Takut kehilangan itu lumrah terjadi. Sayna tahu bagaimana rasanya. Namun takut memiliki karena merasa dirinya tidak pantas lagi, mengerikan sekali.

Dia takut memiliki Danish lebih lama daripada ini.

“Kak,” Inara mengusap punggungnya. “Setahu aku, saat pasangan kita membuat kesalahan, yang kita benci dari dia bukan orangnya, tapi kesalahannya. Kakak jangan menutup diri, kalau Kakak merasa bersalah, tebus kesalahannya, bukan begini, apalagi pergi.”

Tangisnya pecah semakin keras. Harusnya Sayna tidak bertemu sepupunya hari ini, atau minimal dia harusnya tidak cerita apa-apa pada gadis itu. Sayna merasa lega, sekaligus tidak pantas karena Inara tampak memihaknya, walaupun itu memang yang dia inginkan.

Sayna menutup diri, menganggap seluruh dunia maupun orang yang mengenalnya tengah memalingkan muka, memandangnya hina. Kenapa Inara tidak? Dia bahagia, tapi juga tidak suka.

“Duh, air matanya banyak pisan.” Inara terkekeh sambil mengusap wajah Sayna yang basah. “Mukanya jadi jelek gini kayak bebek, Kak. Untung air matanya bening, nggak ada lunturan eyeliner atau maskara.”

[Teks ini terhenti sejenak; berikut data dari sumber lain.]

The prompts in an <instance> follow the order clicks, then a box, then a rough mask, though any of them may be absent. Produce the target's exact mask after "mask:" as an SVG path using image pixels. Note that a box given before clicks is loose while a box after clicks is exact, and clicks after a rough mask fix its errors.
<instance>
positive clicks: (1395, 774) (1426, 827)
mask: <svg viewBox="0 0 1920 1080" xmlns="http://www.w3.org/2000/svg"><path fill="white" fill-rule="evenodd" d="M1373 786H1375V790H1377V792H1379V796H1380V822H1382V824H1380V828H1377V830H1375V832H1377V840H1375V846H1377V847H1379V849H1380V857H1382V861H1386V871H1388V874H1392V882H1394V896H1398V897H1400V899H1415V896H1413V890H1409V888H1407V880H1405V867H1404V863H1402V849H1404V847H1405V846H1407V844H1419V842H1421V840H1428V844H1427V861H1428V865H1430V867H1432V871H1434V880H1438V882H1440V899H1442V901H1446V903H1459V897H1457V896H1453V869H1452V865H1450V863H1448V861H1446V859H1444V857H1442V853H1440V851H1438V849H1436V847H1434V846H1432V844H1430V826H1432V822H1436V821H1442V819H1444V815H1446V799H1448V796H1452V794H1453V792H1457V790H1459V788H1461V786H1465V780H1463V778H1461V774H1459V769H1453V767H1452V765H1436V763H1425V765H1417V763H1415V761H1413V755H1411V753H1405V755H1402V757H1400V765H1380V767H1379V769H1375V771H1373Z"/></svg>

Inara sedang berusaha menghiburnya.

“Kakak tahu kenapa air mata warnanya bening?”

“Ke..napa?” Sayna balik bertanya.

“Kalau warna hijau namanya air matcha. Hehe.”

“Nggak lucu.”

Namun mengatakan hal itu, Sayna mengukir senyum sembari mencubit hidung adik sepupunya yang kelewat mancung. Dia merasa agak lega, meski merasa berdosa setelahnya. Sayna seorang pendosa tidak boleh merasakan kelegaan seperti itu. Dia harus menebus kesalahannya.

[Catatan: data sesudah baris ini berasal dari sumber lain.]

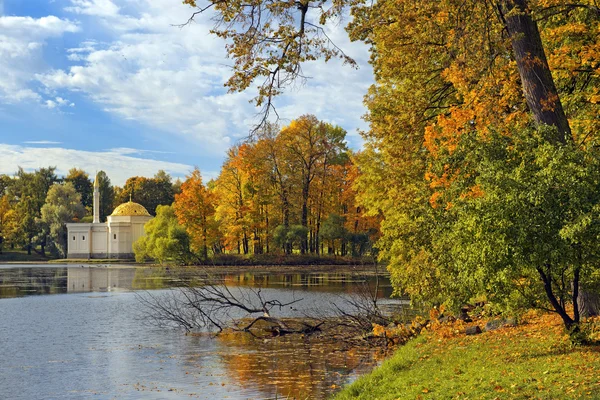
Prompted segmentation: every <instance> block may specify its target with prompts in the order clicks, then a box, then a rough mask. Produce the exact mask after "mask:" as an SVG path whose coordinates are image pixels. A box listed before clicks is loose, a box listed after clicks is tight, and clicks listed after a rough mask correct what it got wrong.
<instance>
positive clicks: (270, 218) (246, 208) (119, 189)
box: [0, 115, 379, 262]
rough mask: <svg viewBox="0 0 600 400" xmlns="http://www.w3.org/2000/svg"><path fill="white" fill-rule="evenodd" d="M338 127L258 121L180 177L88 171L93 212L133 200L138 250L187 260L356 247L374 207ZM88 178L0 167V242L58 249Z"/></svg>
mask: <svg viewBox="0 0 600 400" xmlns="http://www.w3.org/2000/svg"><path fill="white" fill-rule="evenodd" d="M345 138H346V132H345V131H344V130H343V129H342V128H340V127H337V126H333V125H331V124H328V123H325V122H322V121H319V120H318V119H317V118H316V117H314V116H312V115H305V116H302V117H300V118H298V119H296V120H294V121H292V122H291V123H290V125H289V126H285V127H283V128H280V127H278V126H276V125H266V126H265V128H264V129H263V130H262V131H261V132H260V133H259V134H258V135H257V137H256V139H255V140H254V141H252V142H248V143H244V144H240V145H236V146H234V147H232V148H231V149H229V151H228V152H227V157H226V159H225V162H224V164H223V166H222V168H221V172H220V174H219V176H218V178H217V179H215V180H210V181H209V182H207V183H206V184H204V182H203V180H202V176H201V173H200V171H199V170H198V169H195V170H194V171H192V172H191V173H190V175H189V176H188V177H187V178H186V180H185V181H184V182H180V181H179V180H176V181H173V179H172V178H171V176H169V174H167V173H166V172H165V171H158V172H157V173H156V174H155V175H154V177H151V178H147V177H141V176H134V177H131V178H129V179H127V181H126V182H125V184H124V186H123V187H119V186H113V185H112V184H111V181H110V179H109V177H108V176H107V175H106V173H105V172H104V171H100V172H98V174H97V179H98V186H99V195H100V221H101V222H105V221H106V217H107V216H108V215H110V214H111V213H112V211H113V210H114V208H115V207H116V206H118V205H119V204H122V203H125V202H128V201H130V200H131V201H134V202H136V203H139V204H141V205H143V206H144V207H145V208H146V209H147V210H148V212H149V213H150V214H152V215H155V216H156V218H155V219H154V220H153V221H152V222H151V223H149V224H147V226H146V237H145V238H144V239H142V240H140V242H139V243H136V244H135V247H134V250H135V252H136V255H137V257H138V259H140V260H143V259H148V258H151V259H155V260H159V261H165V260H177V261H180V262H194V261H196V260H204V259H207V258H208V257H211V256H214V255H216V254H222V253H234V254H243V255H250V254H267V253H283V254H292V253H300V254H314V255H321V254H329V255H341V256H361V255H365V254H367V253H369V252H371V250H372V244H373V243H374V241H375V240H376V239H377V237H378V235H379V219H378V217H377V215H367V214H365V212H364V209H363V208H362V207H359V206H357V205H356V194H357V193H356V191H355V189H354V187H353V185H354V182H355V180H356V179H357V178H358V176H359V175H360V171H359V170H358V168H357V166H356V165H355V164H354V161H353V160H354V154H353V153H352V152H351V151H350V150H349V149H348V148H347V146H346V144H345ZM93 190H94V182H93V181H92V178H91V177H90V175H89V174H88V173H87V172H85V171H83V170H81V169H78V168H73V169H71V170H69V173H68V174H67V176H64V177H59V176H58V175H57V174H56V168H55V167H47V168H40V169H38V170H35V171H33V172H27V171H25V170H24V169H23V168H20V167H19V168H18V170H17V172H16V173H15V174H14V175H13V176H8V175H0V250H1V249H2V247H4V248H6V247H7V246H8V247H10V248H11V249H15V248H16V249H23V250H26V251H27V252H28V253H29V254H31V252H32V251H34V252H37V253H39V254H41V255H44V256H45V255H47V253H48V254H50V255H52V256H55V257H65V256H66V254H67V247H66V246H67V245H66V243H67V231H66V224H67V223H69V222H92V213H93Z"/></svg>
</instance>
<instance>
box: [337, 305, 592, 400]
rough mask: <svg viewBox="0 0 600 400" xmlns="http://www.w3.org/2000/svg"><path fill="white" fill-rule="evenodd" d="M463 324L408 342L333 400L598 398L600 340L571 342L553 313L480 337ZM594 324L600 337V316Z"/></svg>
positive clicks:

“Eh, kata Teh Ayu ada tamu di lobi. Tunggu ya, aku tadi pesen seblak delivery.”

Sayna mengangguk dan membiarkan Inara turun ke lobi. Bercerita pada orang yang tepat memang solusi yang dibutuhkannya saat ini. Meski Inara mungkin tidak membantu dan tidak mengubah sesuatu.

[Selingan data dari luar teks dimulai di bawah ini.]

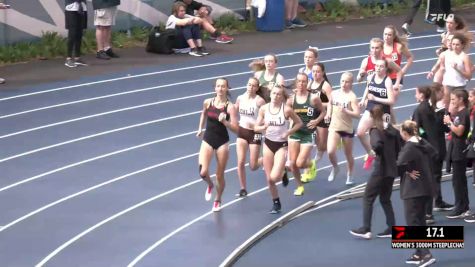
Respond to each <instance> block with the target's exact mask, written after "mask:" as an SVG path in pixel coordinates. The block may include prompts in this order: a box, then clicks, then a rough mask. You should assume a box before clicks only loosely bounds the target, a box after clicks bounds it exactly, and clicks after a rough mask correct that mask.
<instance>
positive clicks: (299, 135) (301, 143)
mask: <svg viewBox="0 0 475 267" xmlns="http://www.w3.org/2000/svg"><path fill="white" fill-rule="evenodd" d="M289 141H297V142H299V143H300V144H301V145H313V135H312V133H306V132H302V131H297V132H295V133H294V134H293V135H291V136H290V137H289Z"/></svg>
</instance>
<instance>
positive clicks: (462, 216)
mask: <svg viewBox="0 0 475 267" xmlns="http://www.w3.org/2000/svg"><path fill="white" fill-rule="evenodd" d="M466 215H467V214H465V211H463V212H459V211H452V212H451V213H449V215H447V216H445V217H447V219H463V218H464V217H465V216H466Z"/></svg>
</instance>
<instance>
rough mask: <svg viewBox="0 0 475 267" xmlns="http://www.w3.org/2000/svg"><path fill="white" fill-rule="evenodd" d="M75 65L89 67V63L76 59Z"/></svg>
mask: <svg viewBox="0 0 475 267" xmlns="http://www.w3.org/2000/svg"><path fill="white" fill-rule="evenodd" d="M74 64H76V66H87V63H86V62H84V61H82V59H80V58H76V59H74Z"/></svg>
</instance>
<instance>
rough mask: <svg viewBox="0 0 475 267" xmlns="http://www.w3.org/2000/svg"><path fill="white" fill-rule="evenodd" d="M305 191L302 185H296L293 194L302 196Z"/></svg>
mask: <svg viewBox="0 0 475 267" xmlns="http://www.w3.org/2000/svg"><path fill="white" fill-rule="evenodd" d="M304 191H305V188H304V187H303V185H301V186H298V187H297V189H295V190H294V196H302V195H303V193H304Z"/></svg>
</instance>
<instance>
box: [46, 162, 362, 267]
mask: <svg viewBox="0 0 475 267" xmlns="http://www.w3.org/2000/svg"><path fill="white" fill-rule="evenodd" d="M364 156H365V155H362V156H358V157H356V158H355V159H360V158H363V157H364ZM345 162H346V161H340V162H338V165H340V164H343V163H345ZM330 167H331V165H327V166H324V167H322V168H319V169H318V170H319V171H320V170H324V169H328V168H330ZM292 179H293V178H292ZM279 183H281V182H279ZM266 189H267V187H263V188H261V189H259V190H257V191H254V192H252V193H250V194H249V196H252V195H255V194H258V193H260V192H262V191H264V190H266ZM348 190H349V189H346V190H344V191H342V192H345V191H348ZM340 193H341V192H339V193H336V194H334V195H331V196H329V197H326V198H325V199H322V200H320V201H319V202H317V203H321V202H324V201H326V200H327V199H331V198H333V197H335V196H337V195H338V194H340ZM241 200H242V199H240V198H238V199H235V200H233V201H231V202H229V203H227V204H225V205H223V208H225V207H227V206H230V205H232V204H234V203H236V202H238V201H241ZM212 213H213V212H212V211H210V212H207V213H205V214H203V215H201V216H199V217H197V218H195V219H194V220H192V221H190V222H188V223H186V224H184V225H182V226H181V227H179V228H177V229H175V230H174V231H172V232H170V233H169V234H168V235H166V236H164V237H163V238H161V239H160V240H158V241H157V242H155V243H154V244H153V245H151V246H150V247H148V248H147V249H146V250H144V251H143V252H142V253H140V255H138V256H137V257H136V258H135V259H134V260H133V261H131V262H130V263H129V264H127V267H133V266H135V265H136V264H137V263H138V262H139V261H140V260H142V259H143V258H144V257H145V256H147V255H148V254H149V253H150V252H151V251H152V250H154V249H155V248H157V247H158V246H160V245H161V244H163V243H164V242H165V241H167V240H168V239H170V238H171V237H172V236H174V235H176V234H178V233H179V232H181V231H183V230H184V229H186V228H188V227H189V226H191V225H192V224H194V223H196V222H198V221H200V220H201V219H203V218H205V217H206V216H208V215H210V214H212ZM53 256H54V255H53Z"/></svg>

Sementara itu Inara berlarian menuruni anak tangga di gedung kos mewah milik sang sepupu. Heran sekali kenapa kurir pengantar seblak tidak menghubunginya dulu dan malah melapor pada resepsionis sebagai tamu. Dan begitu sampai, yang ditemuinya bukan kurir seblak atau semacam itu. Justru orang asing, orang yang tidak pernah ditemuinya secara langsung.

“Sayna ada?” tanyanya tanpa basa-basi. Kontan saja gadis itu mengangguk. “Dia sehat, kan? Saya ke sini karena dia nggak respons telepon dan pesan, udah hampir dua mingguan.”

Mengingat cerita kakak sepupunya tadi, Inara tahu kenapa Sayna melakukan itu.

“Sehat kok, A. Mau ketemu langsung?”

“Kalau boleh.” Orang itu berdiri sigap dari tempatnya duduk, buru-buru meraih ransel dan ponsel yang tergeletak di kursinya. “Oh, saya Danish. Kamu siapa?”

“Inara.” Gadis itu mengulurkan tangan sambil tersenyum. “Pacarnya Kak Sayna ya, A?”

Danish mengulum senyum. “Iya. Salam kenal ya, Inara.”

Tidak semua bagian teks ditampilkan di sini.